First Look: Northern Waters Smokehaus goes full service restaurant

Maple-sambal pork ribs were a bit heavy on salt, but evened out by the great kimchee.

Maple-sambal pork ribs were a bit heavy on salt, but evened out by the great kimchee. Mecca Bos

As far as I’m concerned, Northern Waters Smokehaus is Duluth’s greatest calling card (well, that and the lake). 

They’ve got a back story that starts with founder Eric Goerdt living in Alaska, working in the Coast Guard, and smoking fish because, you know, Alaska. But he wanted his fish to taste like fish, unlike lots of smoked fish which tastes mostly like smoke.

People kept coming back for more. He moved to Duluth, and continued his craft. In addition to smoking the fishes that come out of Lake Superior, he and his team smoke some of the best pastrami outside of New York, as well as turkey, porketta, and a great many other things both smoked and cured.

They do pickles and kimchees and pates and lots of other things that go well with sandwiches.

They started to do so many things, turning their wheels so furiously all the time, that they were bursting out of their tiny storefront in the Dewitt-Seitz Marketplace. So they recently opened a new restaurant, one that runs on core values of slow food, local sourcing, food industry as career not stepping-stone, and extreme care and attention to detail.

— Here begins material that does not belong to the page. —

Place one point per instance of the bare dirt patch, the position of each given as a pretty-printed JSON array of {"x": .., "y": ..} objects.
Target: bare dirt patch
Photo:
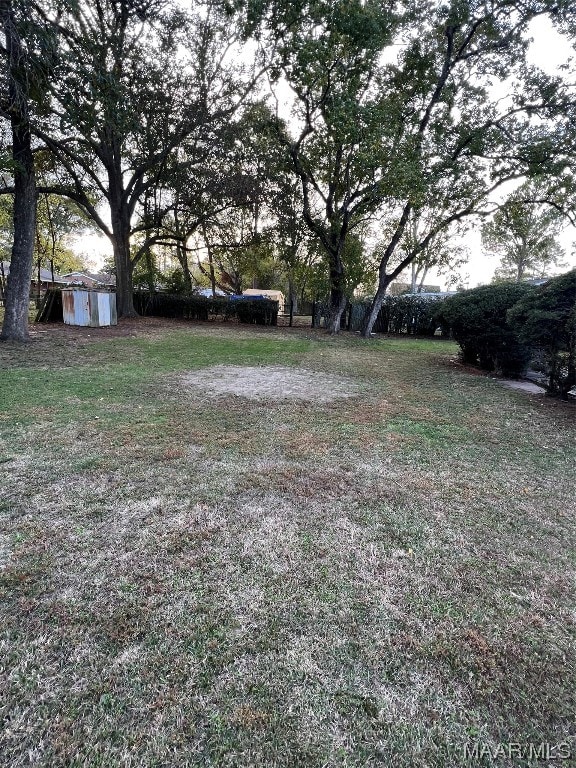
[{"x": 270, "y": 383}]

How are they doing so far? Pretty good, I’d say. The space in the Woodland/Hunter’s Park neighborhood is in a strip mall, but enter, and you're in a strip mall no more. The graphic fish wallpaper is irresistible, as are the clean and sleek stainless steel touches. This is the modern version of the old smoke shack.

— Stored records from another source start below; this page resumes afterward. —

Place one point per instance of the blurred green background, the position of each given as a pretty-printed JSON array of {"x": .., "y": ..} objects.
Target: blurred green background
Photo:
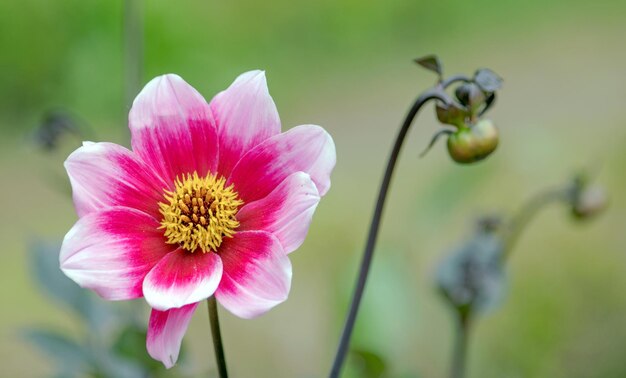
[{"x": 346, "y": 65}]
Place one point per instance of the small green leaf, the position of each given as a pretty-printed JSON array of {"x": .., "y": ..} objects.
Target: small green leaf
[
  {"x": 131, "y": 345},
  {"x": 72, "y": 358},
  {"x": 431, "y": 63},
  {"x": 487, "y": 80},
  {"x": 367, "y": 364}
]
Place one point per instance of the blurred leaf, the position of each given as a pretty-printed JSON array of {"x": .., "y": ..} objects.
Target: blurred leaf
[
  {"x": 431, "y": 63},
  {"x": 367, "y": 364},
  {"x": 487, "y": 80},
  {"x": 112, "y": 366},
  {"x": 131, "y": 345},
  {"x": 472, "y": 278},
  {"x": 52, "y": 281},
  {"x": 53, "y": 126},
  {"x": 73, "y": 359}
]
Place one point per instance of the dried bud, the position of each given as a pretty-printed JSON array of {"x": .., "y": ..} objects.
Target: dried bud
[
  {"x": 589, "y": 202},
  {"x": 468, "y": 145},
  {"x": 451, "y": 114},
  {"x": 472, "y": 278}
]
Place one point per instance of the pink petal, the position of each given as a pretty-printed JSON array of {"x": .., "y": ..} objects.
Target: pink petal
[
  {"x": 181, "y": 278},
  {"x": 172, "y": 128},
  {"x": 112, "y": 250},
  {"x": 165, "y": 333},
  {"x": 286, "y": 212},
  {"x": 257, "y": 274},
  {"x": 245, "y": 115},
  {"x": 106, "y": 174},
  {"x": 308, "y": 148}
]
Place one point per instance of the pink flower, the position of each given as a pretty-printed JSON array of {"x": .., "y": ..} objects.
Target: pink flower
[{"x": 210, "y": 201}]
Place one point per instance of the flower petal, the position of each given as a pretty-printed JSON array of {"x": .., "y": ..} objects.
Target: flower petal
[
  {"x": 181, "y": 278},
  {"x": 308, "y": 148},
  {"x": 172, "y": 128},
  {"x": 112, "y": 250},
  {"x": 245, "y": 115},
  {"x": 286, "y": 212},
  {"x": 106, "y": 174},
  {"x": 165, "y": 333},
  {"x": 257, "y": 274}
]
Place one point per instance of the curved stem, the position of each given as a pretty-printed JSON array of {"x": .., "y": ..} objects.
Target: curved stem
[
  {"x": 519, "y": 221},
  {"x": 460, "y": 347},
  {"x": 434, "y": 93},
  {"x": 217, "y": 337}
]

Northern Waters' interior is clean and sleek and there's no sign you're dining inside of a strip mall.

Northern Waters' interior is clean and sleek and there's no sign you're dining inside of a strip mall. Mecca Bos

The menu is broken down between “water” and “land” so you can decide if you’re feeling fishy or unfishy. They do good things with both.

I particularly loved the "schnitzel sticks," pounded pork loin battered and fried in the Germanic fashion, cut into "sticks" and served with honey mustard, chips, and "pickle parts." It's unique, whimsical, and delicious. 

Pork ribs lacquered in maple sambal were also pleasant if a little salty. Their truly excellent kimchee offers more high effervescent notes than low fermentation notes. It's outrageously good and evens things out nicely. 

Much of the menu reads like any modern bistro USA, with nicely composed salads using whatever’s in season and great, the ever-present charcuterie plate, a no-brainer given their original concept, a good pot of French fries, and a fancy cheese plate.

If you’re looking for something more evocative of what Northern Waters is most known for (fish) look to their Old Bay Burger, which makes use of whitefish instead of ground beef, or the chowder with seasonal Lake Superior Whitefish.

Northern Waters has also opted to go with a no-tipping policy, an experiment that’s had some mixed results in the Twin Cities. They say that it's also having mixed results there, a move that might be a little progressive for sometimes provincial Duluth. (Their words, not mine).

They’ve even got some hate mail and nasty phone calls, but for their progressive business model, it seemed like the only way to go. They want their staff to be careerists, people who can make a living wage on the restaurant, and not just treat it like a stepping stone.

So while initially that sticker-shock sets in the way it did the first time I saw a no-tipping menu, $17 for a nicoise salad for instance, you gotta factor in that tax and tip are included in that number.

And, when my dining companion went to pay the bill, she looked up and said: “This is really nice.”

None of that tough math after a couple glasses of wine can be a blessing.